Aifa director general Paul Smee was hauled over the coals by the Treasury select committee this week for failing to condemn IFA firms that dump liabilities in shell companies.
Labour MP Nigel Beard demanded to know what Aifa stands for if it fails to protect the name of the industry from scandals such as Berkeley Berry Birch ringfencing potential liabilities in its Berry Birch & Noble Financial Services subsidiary.
BBB was cited by MPs as one of the firms that should be condemned by the industry for leaving the Financial Services Compensation Scheme to foot the bill for potential liabilities.
Chairman Labour MP John McFall demanded a response from Smee on what obligation of care the industry feels to investors who lose money through firms such as BBNFS.
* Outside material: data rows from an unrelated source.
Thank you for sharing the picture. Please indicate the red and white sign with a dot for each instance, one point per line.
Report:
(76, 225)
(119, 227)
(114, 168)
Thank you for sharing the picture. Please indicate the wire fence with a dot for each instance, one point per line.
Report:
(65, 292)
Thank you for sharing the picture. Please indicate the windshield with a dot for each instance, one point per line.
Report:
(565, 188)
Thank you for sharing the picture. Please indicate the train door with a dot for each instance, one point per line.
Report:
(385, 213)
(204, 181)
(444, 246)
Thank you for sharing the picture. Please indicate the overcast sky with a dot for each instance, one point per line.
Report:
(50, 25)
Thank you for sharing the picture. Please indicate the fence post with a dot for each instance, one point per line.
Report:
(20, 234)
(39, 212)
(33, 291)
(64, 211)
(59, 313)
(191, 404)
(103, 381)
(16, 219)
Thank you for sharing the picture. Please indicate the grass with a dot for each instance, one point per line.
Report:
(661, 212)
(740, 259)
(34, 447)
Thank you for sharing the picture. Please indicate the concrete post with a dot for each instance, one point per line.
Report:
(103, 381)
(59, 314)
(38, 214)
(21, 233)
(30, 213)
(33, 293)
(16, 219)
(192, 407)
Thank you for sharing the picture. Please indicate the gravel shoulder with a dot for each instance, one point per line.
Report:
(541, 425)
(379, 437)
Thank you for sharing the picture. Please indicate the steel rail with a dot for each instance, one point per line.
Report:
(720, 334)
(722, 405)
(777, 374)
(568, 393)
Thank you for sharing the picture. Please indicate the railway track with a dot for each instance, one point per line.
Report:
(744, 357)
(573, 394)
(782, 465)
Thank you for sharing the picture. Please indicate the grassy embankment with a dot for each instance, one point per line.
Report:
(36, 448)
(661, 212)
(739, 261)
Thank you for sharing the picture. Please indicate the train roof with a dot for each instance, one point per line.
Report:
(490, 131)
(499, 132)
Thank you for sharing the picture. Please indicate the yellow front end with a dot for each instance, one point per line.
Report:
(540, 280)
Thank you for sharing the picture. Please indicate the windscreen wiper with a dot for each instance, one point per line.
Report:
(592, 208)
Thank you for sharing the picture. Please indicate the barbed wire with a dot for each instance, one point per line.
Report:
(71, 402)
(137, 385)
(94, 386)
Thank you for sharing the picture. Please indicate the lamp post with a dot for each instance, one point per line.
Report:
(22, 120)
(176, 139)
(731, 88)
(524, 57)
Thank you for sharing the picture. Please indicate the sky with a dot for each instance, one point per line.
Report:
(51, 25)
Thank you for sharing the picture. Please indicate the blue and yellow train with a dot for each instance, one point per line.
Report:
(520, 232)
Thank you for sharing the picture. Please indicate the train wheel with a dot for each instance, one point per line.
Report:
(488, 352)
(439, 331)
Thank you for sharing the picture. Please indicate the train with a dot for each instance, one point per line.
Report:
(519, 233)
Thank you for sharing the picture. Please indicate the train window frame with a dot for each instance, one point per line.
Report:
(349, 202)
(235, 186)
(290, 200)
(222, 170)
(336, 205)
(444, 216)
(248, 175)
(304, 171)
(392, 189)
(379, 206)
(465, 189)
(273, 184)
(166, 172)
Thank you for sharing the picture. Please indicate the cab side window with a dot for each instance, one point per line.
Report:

Smee faced a barrage of questions but said he felt the FSA had taken appropriate action in dealing with BBB. While he did not condone the manoeuvre, he believed it was within solvency rules and something that occurred in every sector.
Aifa also faced criticism over its failure to sound the alarm over structured products as soon as it became concerned.
Labour MP Angela Eagle castigated Smee, describing his responses as “coy”. She said: “Deliberate evasion of response casts aspersion on the whole industry. From Aifa's point of view, shouldn't you be worried about that rather than protecting the reputation of a company that has been doing something like this?” Smee said: “I am very mindful of my obligations as representative of the trade body but I think we have to work within the law of the land.”